2.3 Celtic place names
Historical records of tribe names and place names give a strong indication of the spread of Celtic languages. For example, dunum or dunon, a fort, is found in the recorded names of Lugdunum (now Lyons, France and Leyden, Netherlands), Camulodunum (now Colchester, England), Kambodunon (now Kempten, Germany), Minnodunum (now Moudon, Switzerland), Lugidunum (now Legnica, Poland) and Singidunum (now Belgrade, Serbia). There is also a 2nd century AD record of a Tarvedu(nu)m ‘bull fort’ in the far north of Scotland, thought to represent modern Dunnet Head in Caithness. While most of these names have become obsolete, many place names still contain this element, or its descendant form, in countries where Celtic languages remain extant. Scottish examples include Dùn Dè (Dundee), Dùn Phàrlain (Dunfermline) and Dùn Gabhail (Dungavel).
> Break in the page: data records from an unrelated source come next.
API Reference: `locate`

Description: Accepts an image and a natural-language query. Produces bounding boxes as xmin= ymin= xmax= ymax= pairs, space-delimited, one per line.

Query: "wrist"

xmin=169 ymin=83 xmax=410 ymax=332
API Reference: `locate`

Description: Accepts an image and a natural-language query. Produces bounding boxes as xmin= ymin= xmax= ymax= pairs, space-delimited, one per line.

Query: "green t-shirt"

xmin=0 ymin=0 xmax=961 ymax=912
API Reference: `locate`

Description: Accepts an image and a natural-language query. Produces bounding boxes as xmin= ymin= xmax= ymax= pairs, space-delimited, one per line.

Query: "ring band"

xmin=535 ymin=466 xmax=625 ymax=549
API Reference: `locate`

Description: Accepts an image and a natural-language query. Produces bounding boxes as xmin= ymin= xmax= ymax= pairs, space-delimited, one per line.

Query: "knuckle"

Territory names with Gal- in them mark the spread of the Celtic peoples, as another term used by the Greeks for the Celts was Galatae; the Romans referred to Galli. There is a Galicia both in north-western Spain and in the borderlands of Ukraine and Poland.
The adjective ‘Gallic’, meaning French, refers to that country’s origins as the Celtic land of Gaul (interestingly the Gaelic word Gall, a ‘Lowlander’, originally meant a Gaul). Galatia, in the centre of modern Turkey, boasts an ancient Celtic heritage which sprang from a migration of Celts from the middle Danube into Macedonia and Greece in the 3rd century BC. Some thousands of these Celts, both warriors and their families, were invited to participate in a conflict in Anatolia, after which they remained in the country. The Galatians are famed as the recipients of Paul’s Epistle, now a book of the Bible, and as late as the 4th century AD, St Jerome wrote that they spoke the same language as the natives of an area of the German Rhineland.